Ici, aucune image ou reconstitution de la scène de crime, ni spécialiste apportant schémas ou croquis
Le film de Cédric Kahn est à l’image de son protagoniste : un grand bloc rugueux, dont le format 1.33 accroît un peu plus la sécheresse angulaire, à l’intérieur duquel se déploie un océan de complexité. Un flux continu d’opacité que le cinéaste entretient et travaille brillamment, en refusant d’utiliser le procès comme source d’éclaircissement sur le crime ou les individus. La mise en scène écarte d’ailleurs toute illustration du meurtre, très souvent privilégiée dans le genre : ici, aucune image ou reconstitution de la scène de crime, ni spécialiste apportant schémas ou croquis pour expliciter sa thèse. Un grand vide d’images qui entraîne petit à petit vers l’abysse.

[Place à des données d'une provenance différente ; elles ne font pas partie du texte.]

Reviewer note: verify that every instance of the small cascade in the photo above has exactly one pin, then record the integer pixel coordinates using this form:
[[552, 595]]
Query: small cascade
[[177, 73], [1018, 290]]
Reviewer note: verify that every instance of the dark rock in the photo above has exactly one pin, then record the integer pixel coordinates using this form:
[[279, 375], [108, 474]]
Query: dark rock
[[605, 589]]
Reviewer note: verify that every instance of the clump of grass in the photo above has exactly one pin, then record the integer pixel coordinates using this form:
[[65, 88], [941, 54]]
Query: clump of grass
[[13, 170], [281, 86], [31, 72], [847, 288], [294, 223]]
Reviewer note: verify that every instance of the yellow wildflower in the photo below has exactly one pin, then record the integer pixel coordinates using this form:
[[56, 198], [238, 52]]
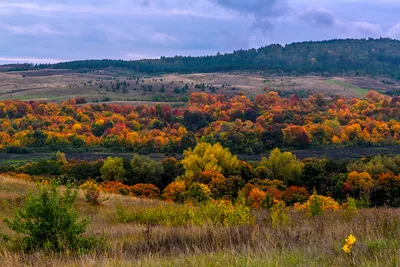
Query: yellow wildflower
[[350, 240]]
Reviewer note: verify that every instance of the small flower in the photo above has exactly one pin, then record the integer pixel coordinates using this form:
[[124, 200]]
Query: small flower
[[349, 242]]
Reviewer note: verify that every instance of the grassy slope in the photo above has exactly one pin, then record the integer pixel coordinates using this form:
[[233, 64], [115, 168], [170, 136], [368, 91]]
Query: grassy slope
[[305, 242]]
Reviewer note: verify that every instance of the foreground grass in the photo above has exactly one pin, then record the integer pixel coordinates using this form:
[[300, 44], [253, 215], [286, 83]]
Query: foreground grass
[[305, 241]]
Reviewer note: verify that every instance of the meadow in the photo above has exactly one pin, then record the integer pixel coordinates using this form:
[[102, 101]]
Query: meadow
[[303, 241]]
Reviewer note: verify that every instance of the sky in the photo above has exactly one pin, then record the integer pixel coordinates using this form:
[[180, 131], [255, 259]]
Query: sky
[[49, 31]]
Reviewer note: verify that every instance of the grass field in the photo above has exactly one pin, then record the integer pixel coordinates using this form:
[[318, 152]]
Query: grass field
[[305, 241]]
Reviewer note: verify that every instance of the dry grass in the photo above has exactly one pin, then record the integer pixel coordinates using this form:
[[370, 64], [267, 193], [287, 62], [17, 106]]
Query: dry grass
[[60, 86], [305, 241]]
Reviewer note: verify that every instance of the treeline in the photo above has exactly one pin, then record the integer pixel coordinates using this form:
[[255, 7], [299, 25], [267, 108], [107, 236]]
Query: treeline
[[211, 172], [351, 56], [243, 125]]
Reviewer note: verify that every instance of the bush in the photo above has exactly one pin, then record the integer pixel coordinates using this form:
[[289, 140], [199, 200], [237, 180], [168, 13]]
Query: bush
[[145, 191], [174, 192], [48, 220], [295, 194], [82, 170], [349, 209], [279, 214], [198, 193], [219, 213], [43, 167], [315, 207], [92, 193], [116, 188], [146, 170], [113, 169]]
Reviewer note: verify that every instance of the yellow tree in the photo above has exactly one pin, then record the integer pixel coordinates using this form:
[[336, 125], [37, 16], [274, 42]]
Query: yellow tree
[[282, 166], [207, 157]]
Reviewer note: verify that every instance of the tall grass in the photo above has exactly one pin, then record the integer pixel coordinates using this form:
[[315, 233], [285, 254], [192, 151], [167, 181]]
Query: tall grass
[[147, 240]]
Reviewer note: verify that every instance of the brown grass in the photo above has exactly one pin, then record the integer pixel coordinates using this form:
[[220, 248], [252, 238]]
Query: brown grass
[[306, 241], [61, 85]]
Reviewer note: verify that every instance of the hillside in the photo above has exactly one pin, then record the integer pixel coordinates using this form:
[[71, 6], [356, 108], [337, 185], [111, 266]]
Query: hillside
[[137, 243], [352, 56]]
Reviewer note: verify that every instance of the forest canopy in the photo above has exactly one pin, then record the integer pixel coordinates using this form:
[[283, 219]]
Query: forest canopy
[[349, 56]]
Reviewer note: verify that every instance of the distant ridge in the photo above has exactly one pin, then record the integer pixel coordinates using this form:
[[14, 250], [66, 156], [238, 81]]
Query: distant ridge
[[340, 56]]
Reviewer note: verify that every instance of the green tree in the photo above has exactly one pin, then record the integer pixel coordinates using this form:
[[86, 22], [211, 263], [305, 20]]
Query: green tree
[[48, 220], [282, 166], [207, 157], [113, 169], [146, 170]]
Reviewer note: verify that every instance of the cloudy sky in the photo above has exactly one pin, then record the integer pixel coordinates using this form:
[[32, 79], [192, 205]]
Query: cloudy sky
[[59, 30]]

Un portrait émouvant et complexe de la judéité
Un procès, nous disent Diop, Triet et Kahn, n’est pas le lieu de la vérité mais la caisse de résonance de plusieurs récits, l’un à charge, l’autre à décharge. Au final, ce n’est pas la vérité qui triomphe mais un parti sur un autre. Cinéaste qui, de Trop de bonheur (1994) à Fête de famille (2019), s’est toujours intéressé à la façon dont l’implosion de la parole survient au cœur d’un petit espace, Kahn choisit l’unité du huis clos (excepté quelques scènes d’extérieur) pour filmer les assises comme un court de tennis. À la barre ou sur le banc, on se renvoie la parole comme une balle. Les phrases assénées font figure de smash, passing-shot ou autre amorti, une succession de coups qui représente autant le combat que la collaboration entre Goldman et son avocat Kiejman (interprétés par Arieh Worthalter et Arthur Harari, tous deux merveilleux).
Leur relation ambiguë permet d’établir un portrait aussi émouvant que complexe de la judéité. Le second est un Juif parfaitement assimilé, soucieux de ne pas en faire état, tandis que le 1er est un Juif torturé, qui porte les stigmates des souffrances de son peuple. C’est là la grande force du film de procès, dont Kahn exploite la sève à merveille : sonder la profondeur et les contradictions des individus pour mieux les faire dialoguer avec la piteuse santé des institutions, de 1976 ou d’aujourd’hui.
Le Procès Goldman de Cédric Kahn, avec Arieh Worthalter, Arthur Harari, Jeremy Lewin (Fr., 2023, 1 h 54). En salle le 27 septembre.